Chipman, 27, was the target of a Royal Newfoundland Constabulary stakeout in the parking lot of MUN's Field House on the night of Feb. 18.
They were trying put the brakes on a rash of vehicle break-ins in the area with a surveillance sting they dubbed Operation Hoodwink.
According to the facts, Chipman drove into the lot in a stolen SUV, broke the window of another vehicle and stole the laptop inside. When police moved in, he tried to speed away but got stuck in a snowbank.
Officers converged on both sides of the SUV, trying to open the doors and ordering Chipman and a passenger to get out. Instead, Chipman continued to spin the tires, trying to escape.
That's when RNC Const. Dustin Spurrell fired a shot through the driver-side window, with the bullet grazing Chipman's chest. Spurrell testified he fired because he feared for his safety and that of his fellow officers, and that he aimed to kill, but missed.

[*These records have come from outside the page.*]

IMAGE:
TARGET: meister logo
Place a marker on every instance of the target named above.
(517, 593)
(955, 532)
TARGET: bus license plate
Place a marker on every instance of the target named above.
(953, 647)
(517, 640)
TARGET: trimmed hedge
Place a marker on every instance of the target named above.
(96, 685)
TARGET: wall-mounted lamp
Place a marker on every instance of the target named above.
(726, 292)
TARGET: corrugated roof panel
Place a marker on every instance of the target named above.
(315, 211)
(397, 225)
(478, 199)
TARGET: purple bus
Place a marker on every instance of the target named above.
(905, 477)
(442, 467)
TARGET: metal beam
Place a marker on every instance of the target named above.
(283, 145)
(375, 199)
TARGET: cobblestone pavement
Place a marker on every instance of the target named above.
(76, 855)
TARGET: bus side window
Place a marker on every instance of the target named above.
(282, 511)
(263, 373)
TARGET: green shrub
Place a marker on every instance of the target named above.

On Friday, Judge Skanes agreed with Chipman's lawyer that Spurrell used excessive force, also ruling that Chipman was only trying to get away rather than attempting to run down the officers.
She threw out the eight charges of assaulting police officers, but convicted Chipman of dangerous driving, saying he should have surrendered rather than recklessly trying to escape.
Skanes also dismissed a defence application to have all charges dropped, but hinted she might consider a lesser sentence given the excessive forced used by police.
Chipman has already been convicted of theft in the case.
He will be sentenced for dangerous driving on Sept. 2.